I realize there are countless challenges associated with raising teenagers but, for me, one the hardest is not ignoring them.  Because at some point after our children’s little arms are long enough to reach around and wipe their own tushies, most of our interactions with them are judgment calls.  We spend our emotional energies deciding when to step in and engage – and when to butt out and let them do for themselves.  And in the beginning, most of us favor interacting more often than not, as our fear of their failure is equal to the high probability of them failing and the epic potential of such fail.  As they get older, all three of these numbers decrease exponentially to the point that they achieve those magical words every parent of a toddler longs to hear:  self-sufficiency.

Still, I remember those younger years vividly, being invited to a family friendly social gathering and following my toddler boys closely around other people’s homes, watching the parents of older children and turning green with envy as they relaxed and chatted away while their offspring entertained themselves somewhere completely out of eyesight.  I couldn’t wait for that day when I wouldn’t have to worry about where my kids were and what they were doing.  I thought that milestone would never come.  But it did and now I find myself each day spending less and less time within eyesight of my sons.  Has this evolution made my life easier?  Absolutely.  Has it made parenting harder?  Of course it has.

Parenting is one huge karmic joke.

Just when you have expended every ounce of physical energy the Universe has given you (about the time your youngest reaches age 6.85 years), you level up to a new reality.  In this reality, you don’t have to move your body at all to care for your kids, but your mind is running a marathon a day.  It is then you realize how great you had it when it was completely obvious that you needed to step in and assist, engage, support, or correct your child.  You didn’t have to wait for an invitation, a sign from God, or blue smoke signals to offer advice.  You just gave orders which you were pretty darn sure were 100 percent correct.  These days I’m batting about .500.

To wit, this past holiday weekend, my mind took off running to a destination we hadn’t visited in some time.  The place was called:  Quality Time.   Dave and I were sitting in the bleachers at Chase’s 8:00 a.m.

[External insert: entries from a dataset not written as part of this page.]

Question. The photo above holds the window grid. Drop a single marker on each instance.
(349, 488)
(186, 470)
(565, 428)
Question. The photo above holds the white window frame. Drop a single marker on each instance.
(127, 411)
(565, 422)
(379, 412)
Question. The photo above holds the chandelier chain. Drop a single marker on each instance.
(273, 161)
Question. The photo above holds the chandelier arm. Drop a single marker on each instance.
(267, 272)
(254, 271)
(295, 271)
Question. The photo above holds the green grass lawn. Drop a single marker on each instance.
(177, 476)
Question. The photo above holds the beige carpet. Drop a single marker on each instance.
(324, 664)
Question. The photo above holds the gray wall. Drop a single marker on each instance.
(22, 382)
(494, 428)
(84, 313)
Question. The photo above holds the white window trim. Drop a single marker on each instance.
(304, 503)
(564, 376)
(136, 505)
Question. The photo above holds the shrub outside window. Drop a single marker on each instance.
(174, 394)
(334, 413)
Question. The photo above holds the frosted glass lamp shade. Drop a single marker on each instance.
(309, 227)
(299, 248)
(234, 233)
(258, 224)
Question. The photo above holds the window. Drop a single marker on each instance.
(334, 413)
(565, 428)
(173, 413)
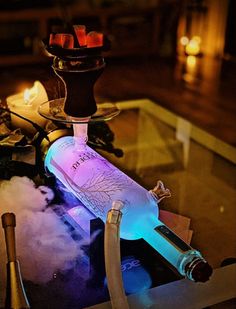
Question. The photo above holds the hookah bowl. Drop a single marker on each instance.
(79, 75)
(79, 69)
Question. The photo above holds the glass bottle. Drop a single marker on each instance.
(97, 183)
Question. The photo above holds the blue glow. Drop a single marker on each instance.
(135, 278)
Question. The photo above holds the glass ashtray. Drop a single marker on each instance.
(54, 111)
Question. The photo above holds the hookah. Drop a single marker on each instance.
(98, 184)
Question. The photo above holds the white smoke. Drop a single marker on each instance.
(43, 243)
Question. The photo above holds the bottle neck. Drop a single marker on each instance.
(184, 258)
(81, 134)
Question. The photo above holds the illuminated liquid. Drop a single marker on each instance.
(97, 183)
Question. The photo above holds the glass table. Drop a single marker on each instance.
(200, 172)
(198, 168)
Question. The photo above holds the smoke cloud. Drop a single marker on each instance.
(43, 243)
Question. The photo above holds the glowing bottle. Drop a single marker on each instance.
(97, 183)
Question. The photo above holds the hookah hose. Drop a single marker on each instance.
(112, 257)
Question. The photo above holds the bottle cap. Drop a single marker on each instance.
(199, 270)
(8, 219)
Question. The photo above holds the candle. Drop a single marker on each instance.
(80, 31)
(26, 104)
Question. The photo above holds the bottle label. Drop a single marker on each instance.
(171, 236)
(94, 181)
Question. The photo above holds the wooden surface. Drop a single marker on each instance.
(208, 100)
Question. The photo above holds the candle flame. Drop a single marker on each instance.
(27, 96)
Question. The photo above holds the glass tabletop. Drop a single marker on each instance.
(198, 168)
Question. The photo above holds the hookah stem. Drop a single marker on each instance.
(9, 223)
(80, 131)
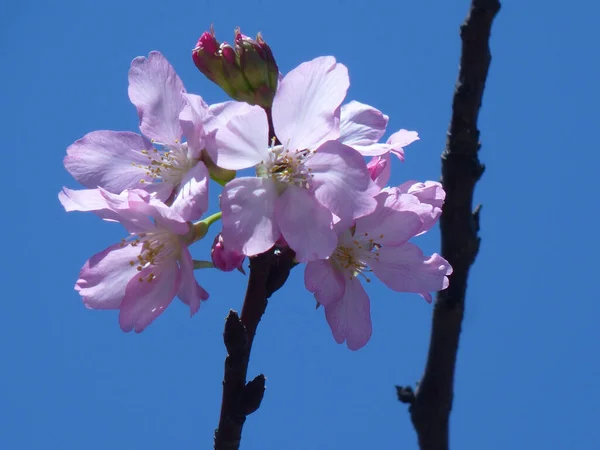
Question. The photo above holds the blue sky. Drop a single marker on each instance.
(529, 363)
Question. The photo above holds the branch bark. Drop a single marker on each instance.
(431, 402)
(268, 272)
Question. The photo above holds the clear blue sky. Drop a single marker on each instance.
(529, 363)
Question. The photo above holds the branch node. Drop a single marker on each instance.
(405, 394)
(234, 335)
(254, 392)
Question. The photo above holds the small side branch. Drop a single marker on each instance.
(431, 402)
(268, 272)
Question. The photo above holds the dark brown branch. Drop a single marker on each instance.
(431, 403)
(268, 272)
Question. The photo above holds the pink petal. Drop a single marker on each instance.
(244, 141)
(406, 269)
(305, 105)
(164, 216)
(145, 300)
(82, 200)
(248, 206)
(94, 200)
(323, 280)
(155, 90)
(401, 139)
(380, 169)
(192, 199)
(110, 159)
(350, 318)
(430, 192)
(305, 224)
(341, 181)
(361, 125)
(104, 277)
(221, 113)
(190, 292)
(395, 220)
(428, 199)
(191, 120)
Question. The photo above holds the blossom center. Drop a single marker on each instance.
(354, 253)
(287, 166)
(156, 248)
(168, 163)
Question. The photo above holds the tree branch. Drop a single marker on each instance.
(431, 403)
(268, 272)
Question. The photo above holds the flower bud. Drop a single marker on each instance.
(247, 71)
(224, 259)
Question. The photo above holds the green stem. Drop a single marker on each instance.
(201, 227)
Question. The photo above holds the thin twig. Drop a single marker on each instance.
(431, 402)
(268, 272)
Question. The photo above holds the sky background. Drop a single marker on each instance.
(528, 365)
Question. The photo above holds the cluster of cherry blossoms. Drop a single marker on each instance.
(313, 188)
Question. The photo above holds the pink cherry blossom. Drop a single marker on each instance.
(380, 169)
(157, 160)
(225, 259)
(142, 274)
(377, 243)
(362, 126)
(303, 185)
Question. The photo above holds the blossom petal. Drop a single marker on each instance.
(87, 200)
(380, 169)
(431, 196)
(361, 124)
(192, 199)
(190, 292)
(341, 180)
(244, 141)
(164, 216)
(406, 269)
(221, 113)
(305, 224)
(191, 120)
(248, 206)
(395, 220)
(145, 300)
(111, 159)
(306, 103)
(155, 90)
(324, 281)
(104, 277)
(430, 192)
(350, 318)
(401, 139)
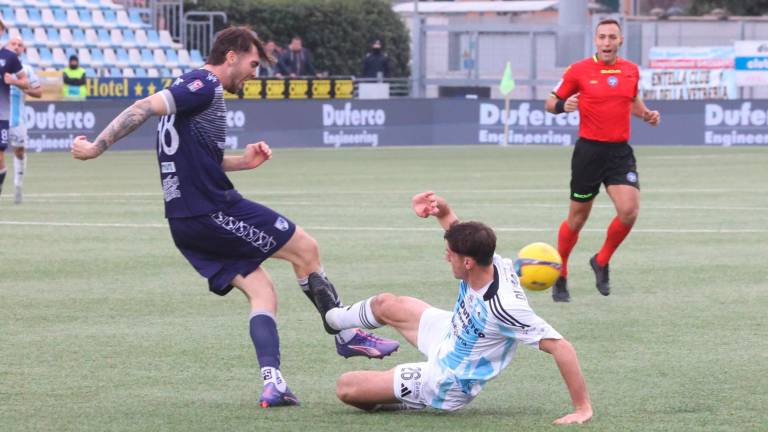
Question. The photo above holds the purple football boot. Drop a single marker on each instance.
(367, 345)
(272, 397)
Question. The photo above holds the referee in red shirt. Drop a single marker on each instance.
(604, 88)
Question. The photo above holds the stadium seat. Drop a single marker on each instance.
(166, 41)
(59, 17)
(134, 56)
(98, 58)
(73, 19)
(110, 18)
(29, 36)
(116, 36)
(158, 56)
(153, 39)
(171, 58)
(86, 19)
(33, 56)
(183, 58)
(129, 39)
(60, 60)
(80, 38)
(33, 17)
(98, 19)
(85, 58)
(147, 59)
(21, 17)
(136, 20)
(41, 38)
(91, 38)
(68, 40)
(110, 58)
(141, 37)
(104, 39)
(123, 59)
(54, 37)
(122, 19)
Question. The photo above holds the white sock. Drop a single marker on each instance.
(272, 375)
(19, 166)
(346, 335)
(350, 317)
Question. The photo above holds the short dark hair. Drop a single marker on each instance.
(238, 39)
(473, 239)
(607, 21)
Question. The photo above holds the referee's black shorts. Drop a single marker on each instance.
(596, 162)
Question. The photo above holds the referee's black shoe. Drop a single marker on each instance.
(602, 281)
(560, 290)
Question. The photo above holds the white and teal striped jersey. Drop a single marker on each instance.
(485, 329)
(17, 97)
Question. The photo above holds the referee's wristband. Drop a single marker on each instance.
(560, 106)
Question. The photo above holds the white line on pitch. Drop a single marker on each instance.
(396, 229)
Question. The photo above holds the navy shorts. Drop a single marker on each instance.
(230, 242)
(4, 126)
(596, 162)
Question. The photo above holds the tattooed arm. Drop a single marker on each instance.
(128, 121)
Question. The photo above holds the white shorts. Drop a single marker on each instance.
(17, 136)
(417, 384)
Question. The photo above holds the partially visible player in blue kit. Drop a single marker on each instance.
(224, 236)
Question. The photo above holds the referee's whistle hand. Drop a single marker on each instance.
(653, 118)
(572, 103)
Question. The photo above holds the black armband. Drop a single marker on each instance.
(559, 106)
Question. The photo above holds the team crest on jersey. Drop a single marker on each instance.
(195, 85)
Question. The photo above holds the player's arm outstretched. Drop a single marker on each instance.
(126, 122)
(428, 203)
(640, 110)
(253, 156)
(565, 357)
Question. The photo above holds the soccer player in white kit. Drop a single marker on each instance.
(17, 134)
(465, 348)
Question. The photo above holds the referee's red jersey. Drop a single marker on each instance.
(606, 93)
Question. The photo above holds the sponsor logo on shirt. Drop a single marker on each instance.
(195, 85)
(167, 167)
(282, 224)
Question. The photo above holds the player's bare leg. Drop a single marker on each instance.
(19, 168)
(303, 253)
(568, 235)
(626, 199)
(367, 390)
(260, 291)
(402, 313)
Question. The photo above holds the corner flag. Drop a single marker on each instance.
(507, 83)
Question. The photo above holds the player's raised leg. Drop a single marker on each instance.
(19, 163)
(259, 290)
(626, 199)
(367, 390)
(399, 312)
(303, 253)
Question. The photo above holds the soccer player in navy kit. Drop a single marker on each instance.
(604, 88)
(224, 236)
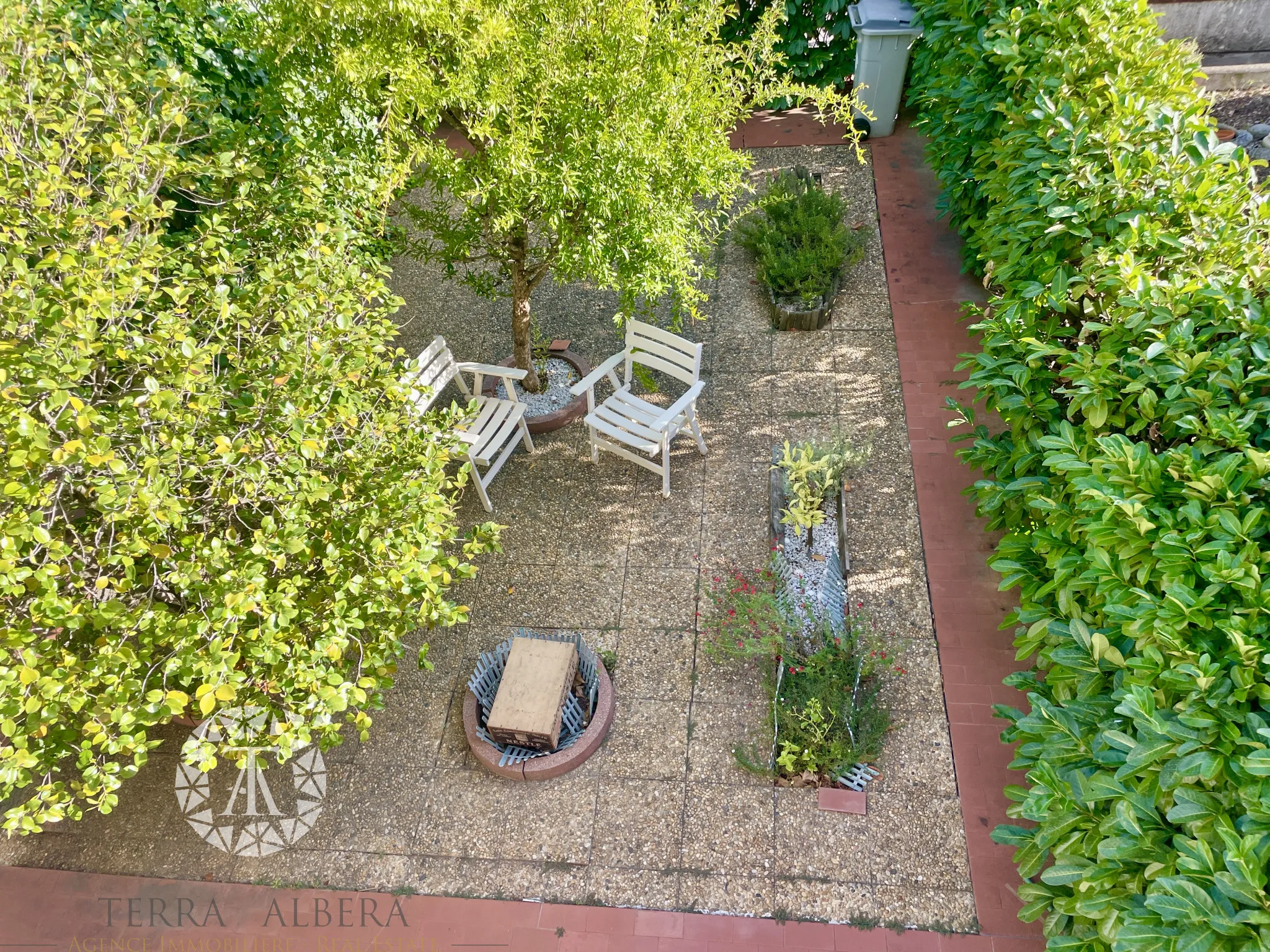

Saturday morning basketball game and I determined that it had been quite some time since we had been to the Zoo.  (Of course there is a REASON for this that has less to do with our busy schedules and more to do with the age of my children – but somehow, that was lost on me as I was waking up in a middle school gym.)  I don’t think it was lost on Dave as he did not display the enthusiasm he once almost did for this family excursion.  After almost 18 years of marriage , he knows better than to completely diss my quality time schemes.  So he countered with a trip to the Aquarium.  I agreed.

Because I am so in tune with the psyches of my sons, I told them they could each bring a friend, which they did – and we were off.  As further recognition of our their advanced age, we let them go off by themselves as Dave and I strolled through the exhibits, observing the countless young parents pushing strollers, carrying cranky kids, and lugging huge diaper bags full of sippy cups, cookies, changes of clothes, and hand sanitizer.  Weren’t we soooooo lucky?  All we had to do is tell the boys to meet us at the café in 90 minutes.  Life was good. 

Ten minutes later, they were done.

The older boys had viewed the entire aquarium.  The sharks.  The penguins.  The stingrays.  The octopus.  The minnows.  Everything.  Ten minutes.

“Did you stop and LOOK at anything??”  I asked.

They shrugged.  I gave them some money and told them they had another hour at least – and off they went again.

“Go find some girls for God’s sake!”  (This advice did not actually come out of my mouth.  It hit the back of my teeth before I clamped up.) 

The younger boys did a little better but after an hour – and about $200 in admission and food items — everyone was ready to go home.  I know deep in my heart that it was our last trip as a family to the aquarium.

Was suggesting this outing a major parenting mistake on my part? Hardly. Aside from wasting a few bucks and facing the ridicule from my family for suggesting it, no children were hurt in the making of this day.  But I know now I could have inserted myself into their lives a better way than dragging them to New Jersey to see a bunch of fish.

And so another lesson learned.  It won’t be the last.  As I look at my calendar in the next year, the following scenarios are already scheduled:

Should I comment on his Facebook page?
Should I insist on meeting his friends parents?
Should I give him my opinion on that girl he likes?
Should I let him go on that ski trip without us?
Should I just let him alone for the rest of his life?
The list goes on.

Parents of little ones, take note.  The truth is the day when you don’t have to worry about where your kids are and what they are doing will never come.  The difference is – as they grow – you lose your prerogative to stick your nose into their lives and find out if there is anything to worry about.  For now, I think I will err on the side of engagement, even if it means wasting some money and time now and again. 

I hear the Zoo is lovely in March.  I hope someday they will forgive me.